Since Logstash can also act as a Graphite proxy, a very similar chain can be built for the associated problem of collecting and analysing metrics (not just logs).
Old Answer
MongoDB Capped Collections are extremely popular and suitable for logging, with the added bonus of being 'schema less', which is usually a semantic fit for logging. Often we only know what we want to log well into a project, or after certain issues have been found in production. Relational databases or strict schemas tend to be difficult to change in these cases, and attempts to make them 'flexible' tends just to make them 'slow' and difficult to use or understand.
But if you'd like to manage your logs in the dark and have lasers going and make it look like you're from space there's always Graylog2 which uses MongoDB as part of its overall infrastructure but provides a whole lot more on top such as a common, extensible format, a dedicated log collection server, distributed architecture and a funky UI.
Solution 2
I've seen a lot of companies are using MongoDB to store application logs. Its schema-freeness is really flexible for application logs, at which schema tends to change time-to-time. Also, its Capped Collection feature is really useful because it automatically purges old data to keep the data fit into the memory.
People aggregates the logs by normal Grouping or MapReduce, but it's not that fast. Especially MongoDB's MapReduce only works within a single thread and its JavaScript execution overhead is huge. New aggregation framework could solve this problem.

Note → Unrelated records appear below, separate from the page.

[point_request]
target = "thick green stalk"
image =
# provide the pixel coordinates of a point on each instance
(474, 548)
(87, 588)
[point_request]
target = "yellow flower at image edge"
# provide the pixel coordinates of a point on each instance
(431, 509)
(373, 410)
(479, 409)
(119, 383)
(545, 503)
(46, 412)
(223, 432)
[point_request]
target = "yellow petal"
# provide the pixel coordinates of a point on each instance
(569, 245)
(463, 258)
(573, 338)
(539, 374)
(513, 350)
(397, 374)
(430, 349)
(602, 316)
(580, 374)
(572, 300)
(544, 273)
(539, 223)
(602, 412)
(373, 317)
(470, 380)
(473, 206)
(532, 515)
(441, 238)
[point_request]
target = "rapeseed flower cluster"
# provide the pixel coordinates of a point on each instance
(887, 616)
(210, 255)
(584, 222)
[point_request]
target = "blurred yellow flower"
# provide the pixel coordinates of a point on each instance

When you use MongoDB for logging, the concern is the lock contention by high write throughputs. Although MongoDB's insert is fire-and-forget style by default, calling a lot of insert() causes a heavy write lock contention. This could affect the application performance, and prevent the readers to aggregate / filter the stored logs.
One solution might be using the log collector framework such as Fluentd, Logstash, or Flume. These daemons are supposed to be launched at every application nodes, and takes the logs from app processes.
They buffer the logs and asynchronously writes out the data to other systems like MongoDB / PostgreSQL / etc. The write is done by batches, so it's a lot more efficient than writing directly from apps. This link describes how to put the logs into Fluentd from PHP program.
Here's some tutorials about MongoDB + Fluentd.
- Fluentd + MongoDB: The Easiest Way to Log Your Data Effectively on 10gen blog
- Fluentd: Store Apache Logs into MongoDB
MongoDB's problem is it starts slowing down when the data volume exceeds the memory size. At that point, you can switch to other solutions like Apache Hadoop or Cassandra. If you have a distributed logging layer mentioned above, you can instantly switch into another solution as you grow. This tutorial describes how to store logs to HDFS by using Fluentd.
ikrain
Updated on July 09, 2022Comments
-
ikrain almost 2 years
Do you have any experience logging to NoSQL databases for scalable apps? I have done some research on NoSQL databases for logging and found that MongoDB seems to be a good choice. Also, I found log4mongo-net which seems to be a very straightforward option.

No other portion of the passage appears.